Our new historical moment requires different thinking and different strategies, but it also offers new opportunities to solve some very practical problems. Ideas from environmentalists that for decades have been derided by economists and politicians—reducing consumption, relocalizing economic activity, building self-sufficiency—are suddenly being taken seriously in households that can no longer afford to keep up with the consumerist treadmill.
Quietly, a small but growing movement of engaged citizens, community groups, businesses, and elected officials has begun the transition to a post-carbon world. These early actors have worked to reduce consumption, produce local food and energy, invest in local economies, rebuild skills, and preserve local ecosystems. For some citizens, this effort has merely entailed planting a garden, riding a bike to work, or no longer buying from “big-box” stores. Their motivations are diverse, including halting climate change and promoting environmental preservation, food security, and local economic development. The essence of these efforts, however, is the same: They all recognize that the world is changing and that the old way of doing things, based on the idea that consumption can and should continue to grow indefinitely, no longer works.
Alone, these efforts are not nearly enough. But taken together, they can point the way toward a new economy. This new economy would not be a “free market” but a “real market,” much like the one fabled economist Adam Smith originally envisioned; it would be, as author David Korten has said, an economy driven by Main Street and not Wall Street.
Thus far, most of these efforts have been made voluntarily by exceptional individuals who were quick to understand the crisis we face. But with time, more and more people will be searching for ways to meet basic needs in the context of a shrinking economy. Families reliant on supermarkets with globe-spanning supply chains will need to turn more to local farmers and their own gardens.

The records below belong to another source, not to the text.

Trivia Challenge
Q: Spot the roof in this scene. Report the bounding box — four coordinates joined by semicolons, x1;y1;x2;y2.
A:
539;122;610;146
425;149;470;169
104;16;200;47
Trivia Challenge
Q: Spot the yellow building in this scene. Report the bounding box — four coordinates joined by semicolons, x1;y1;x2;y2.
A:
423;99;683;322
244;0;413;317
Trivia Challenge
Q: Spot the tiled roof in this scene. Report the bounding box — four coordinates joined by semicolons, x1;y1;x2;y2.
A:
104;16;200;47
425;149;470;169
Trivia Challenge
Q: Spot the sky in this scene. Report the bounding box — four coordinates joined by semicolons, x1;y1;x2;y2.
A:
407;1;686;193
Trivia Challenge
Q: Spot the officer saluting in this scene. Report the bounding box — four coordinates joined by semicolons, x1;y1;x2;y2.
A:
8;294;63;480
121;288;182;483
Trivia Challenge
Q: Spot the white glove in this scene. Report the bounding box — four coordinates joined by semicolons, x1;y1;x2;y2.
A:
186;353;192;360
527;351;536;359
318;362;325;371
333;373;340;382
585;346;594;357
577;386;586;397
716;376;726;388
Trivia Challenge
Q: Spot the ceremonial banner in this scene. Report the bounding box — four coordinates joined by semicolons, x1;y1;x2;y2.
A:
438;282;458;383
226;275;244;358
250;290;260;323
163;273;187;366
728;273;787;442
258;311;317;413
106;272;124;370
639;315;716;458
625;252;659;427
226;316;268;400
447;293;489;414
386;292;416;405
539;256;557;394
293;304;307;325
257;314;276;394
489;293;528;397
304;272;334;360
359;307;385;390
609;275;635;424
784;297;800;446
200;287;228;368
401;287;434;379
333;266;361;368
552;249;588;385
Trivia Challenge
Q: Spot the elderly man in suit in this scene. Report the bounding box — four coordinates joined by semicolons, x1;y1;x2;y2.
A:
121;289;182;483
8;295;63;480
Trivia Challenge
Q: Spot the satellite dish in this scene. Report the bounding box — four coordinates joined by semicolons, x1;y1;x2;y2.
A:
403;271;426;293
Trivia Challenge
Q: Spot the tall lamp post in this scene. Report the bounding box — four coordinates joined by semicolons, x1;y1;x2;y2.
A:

Many globe-spanning corporations—unable to provide a continuous return on investment or to rely on cheap energy and natural resources to turn a profit—will fail, whereas much smaller local businesses and cooperatives of all kinds will flourish. Local governments facing declining tax revenues will be desperate to find cheap, low-energy ways to support basic public services like water treatment, public transportation, and emergency services.
Elements of a transition strategy have been proposed for decades, with few notable results. Usually these have been presented as independent—sometimes even contradictory—solutions to the problems created by fossil-fuel dependency and consumerism. Now that “business as usual” is ceasing to be an option for mainstream society, these strategies need to be rethought and rearticulated coherently, and they need to become the mainstream.
What we need now are clarity, leadership, coordination, and collaboration. With shared purpose and a clear understanding of both the challenges and the solutions, we can manage the transition to a sustainable, equitable, post-carbon world, though the urgency of the need to fully and immediately engage with the transition process at all levels of society can hardly be overstated.